Par la présente analyse, la CODE veut attirer l’attention du lecteur sur la situation de ces enfants. Le texte que nous vous proposons est constitué de quatre parties principales. Dans une première section, nous rappellerons rapidement les implications liées au fait d’appartenir à un groupe stigmatisé, et nous redéfinirons bien entendu la notion de stigmatisation, qui rejoint d’ailleurs celle de vulnérabilité.
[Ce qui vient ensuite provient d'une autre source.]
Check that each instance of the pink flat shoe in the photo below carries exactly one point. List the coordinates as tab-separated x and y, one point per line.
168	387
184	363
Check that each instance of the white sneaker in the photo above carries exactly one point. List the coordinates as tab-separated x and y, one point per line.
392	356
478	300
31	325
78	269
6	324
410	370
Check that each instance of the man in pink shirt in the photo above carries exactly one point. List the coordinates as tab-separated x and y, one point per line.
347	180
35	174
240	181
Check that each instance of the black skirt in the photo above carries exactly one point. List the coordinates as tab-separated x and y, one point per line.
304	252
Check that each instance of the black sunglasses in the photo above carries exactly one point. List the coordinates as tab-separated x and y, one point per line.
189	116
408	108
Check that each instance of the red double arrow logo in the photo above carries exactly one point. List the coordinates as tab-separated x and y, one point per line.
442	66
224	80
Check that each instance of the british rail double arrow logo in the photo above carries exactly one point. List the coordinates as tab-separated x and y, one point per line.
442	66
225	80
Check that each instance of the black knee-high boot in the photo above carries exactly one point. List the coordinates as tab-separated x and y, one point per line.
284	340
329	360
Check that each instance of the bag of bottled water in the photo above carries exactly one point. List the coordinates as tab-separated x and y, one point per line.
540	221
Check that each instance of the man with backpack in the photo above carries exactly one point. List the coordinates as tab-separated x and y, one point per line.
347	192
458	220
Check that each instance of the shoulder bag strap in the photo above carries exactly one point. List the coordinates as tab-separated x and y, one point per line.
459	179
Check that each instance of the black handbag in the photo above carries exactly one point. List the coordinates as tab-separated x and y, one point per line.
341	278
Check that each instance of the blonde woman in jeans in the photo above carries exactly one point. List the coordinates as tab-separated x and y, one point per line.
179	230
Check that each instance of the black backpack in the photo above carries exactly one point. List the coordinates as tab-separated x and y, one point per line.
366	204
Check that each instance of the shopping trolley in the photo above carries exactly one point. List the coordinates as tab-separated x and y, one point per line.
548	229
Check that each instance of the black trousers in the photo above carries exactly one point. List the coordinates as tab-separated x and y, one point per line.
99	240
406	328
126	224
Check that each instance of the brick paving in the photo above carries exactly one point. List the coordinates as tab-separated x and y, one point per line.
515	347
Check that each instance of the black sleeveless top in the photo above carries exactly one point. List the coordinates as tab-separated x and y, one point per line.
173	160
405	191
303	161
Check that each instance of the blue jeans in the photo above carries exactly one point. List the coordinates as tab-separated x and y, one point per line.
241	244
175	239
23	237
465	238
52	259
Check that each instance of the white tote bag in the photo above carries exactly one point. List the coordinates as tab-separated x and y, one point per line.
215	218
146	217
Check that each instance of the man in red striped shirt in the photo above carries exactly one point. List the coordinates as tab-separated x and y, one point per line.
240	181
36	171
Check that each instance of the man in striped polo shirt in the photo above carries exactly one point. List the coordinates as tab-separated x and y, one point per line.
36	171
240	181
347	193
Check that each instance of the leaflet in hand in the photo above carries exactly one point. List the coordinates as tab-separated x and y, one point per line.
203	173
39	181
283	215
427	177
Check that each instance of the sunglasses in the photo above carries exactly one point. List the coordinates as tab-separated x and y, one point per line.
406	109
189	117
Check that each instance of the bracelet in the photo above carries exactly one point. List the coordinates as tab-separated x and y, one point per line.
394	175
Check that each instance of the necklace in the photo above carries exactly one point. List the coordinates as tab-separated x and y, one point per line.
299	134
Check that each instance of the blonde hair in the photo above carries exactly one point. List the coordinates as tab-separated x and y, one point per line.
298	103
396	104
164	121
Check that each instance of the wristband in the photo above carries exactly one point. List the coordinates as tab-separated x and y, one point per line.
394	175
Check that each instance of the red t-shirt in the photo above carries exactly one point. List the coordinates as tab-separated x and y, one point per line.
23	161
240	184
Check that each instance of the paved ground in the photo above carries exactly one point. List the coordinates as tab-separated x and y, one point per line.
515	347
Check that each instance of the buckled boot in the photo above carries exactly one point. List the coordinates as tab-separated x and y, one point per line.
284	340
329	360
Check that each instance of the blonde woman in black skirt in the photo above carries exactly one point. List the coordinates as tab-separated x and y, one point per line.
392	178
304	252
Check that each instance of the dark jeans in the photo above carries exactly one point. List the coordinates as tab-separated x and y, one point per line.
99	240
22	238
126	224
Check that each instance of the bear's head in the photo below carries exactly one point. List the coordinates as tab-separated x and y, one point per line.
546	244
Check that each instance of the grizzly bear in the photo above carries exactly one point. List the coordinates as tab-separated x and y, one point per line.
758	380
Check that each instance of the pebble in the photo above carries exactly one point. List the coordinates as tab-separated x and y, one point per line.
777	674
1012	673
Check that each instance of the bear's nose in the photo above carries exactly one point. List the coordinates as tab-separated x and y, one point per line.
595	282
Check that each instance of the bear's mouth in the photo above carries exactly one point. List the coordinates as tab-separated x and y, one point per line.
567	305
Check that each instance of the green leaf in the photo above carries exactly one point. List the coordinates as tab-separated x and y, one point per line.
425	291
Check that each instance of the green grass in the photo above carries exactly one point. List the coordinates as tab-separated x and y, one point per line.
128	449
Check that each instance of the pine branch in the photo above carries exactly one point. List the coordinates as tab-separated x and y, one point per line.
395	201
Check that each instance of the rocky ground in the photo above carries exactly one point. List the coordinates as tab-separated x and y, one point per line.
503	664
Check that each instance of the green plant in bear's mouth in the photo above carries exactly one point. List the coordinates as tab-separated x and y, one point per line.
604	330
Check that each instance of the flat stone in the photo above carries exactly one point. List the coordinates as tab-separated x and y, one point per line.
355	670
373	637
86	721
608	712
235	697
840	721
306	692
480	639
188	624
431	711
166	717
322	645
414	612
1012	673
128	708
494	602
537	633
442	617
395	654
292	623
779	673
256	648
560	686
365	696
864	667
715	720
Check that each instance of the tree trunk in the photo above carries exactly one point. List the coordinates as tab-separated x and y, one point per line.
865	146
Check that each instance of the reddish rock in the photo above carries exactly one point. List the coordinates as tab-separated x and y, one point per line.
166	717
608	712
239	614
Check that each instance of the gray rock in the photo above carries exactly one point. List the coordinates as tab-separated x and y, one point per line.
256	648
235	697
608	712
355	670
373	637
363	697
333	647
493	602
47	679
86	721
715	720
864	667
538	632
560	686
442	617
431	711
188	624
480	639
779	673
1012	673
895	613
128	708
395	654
Dans un second temps, nous nous concentrerons sur la notion de vulnérabilité des enfants. Nous aborderons spécifiquement les droits de l’enfant, en particulier en Belgique. Ce faisant, nous rappellerons quelques lignes directrices en lien avec la Convention internationale relative aux droits de l’enfant, que l’on peut à ce stade présenter sous la forme de questions : La notion de vulnérabilité des enfants est-elle reprise dans la Convention ? La Belgique s’est-elle engagée à respecter les droits de l’enfant ? Existe-t-il un organe de contrôle de ce respect ? Dans une troisième partie, nous listerons les quatre groupes d’enfants vulnérables communément cités en Belgique. Il s’agit respectivement des enfants des familles financièrement démunies, des enfants dans la migration, des enfants porteurs d’une déficience physique et/ou psychologique et enfin, des enfants en conflit avec la loi. Les spécificités de chaque groupe seront abordées. Nous conclurons notre réflexion en établissant, au-delà de leurs différences, des parallélismes entre la situation et le vécu de ces groupes d’enfants. Notre analyse se terminera par un rappel des recommandations déjà énoncées par ailleurs, pour un meilleur respect de tous les enfants en Belgique, et en particulier des enfants des groupes les plus vulnérables.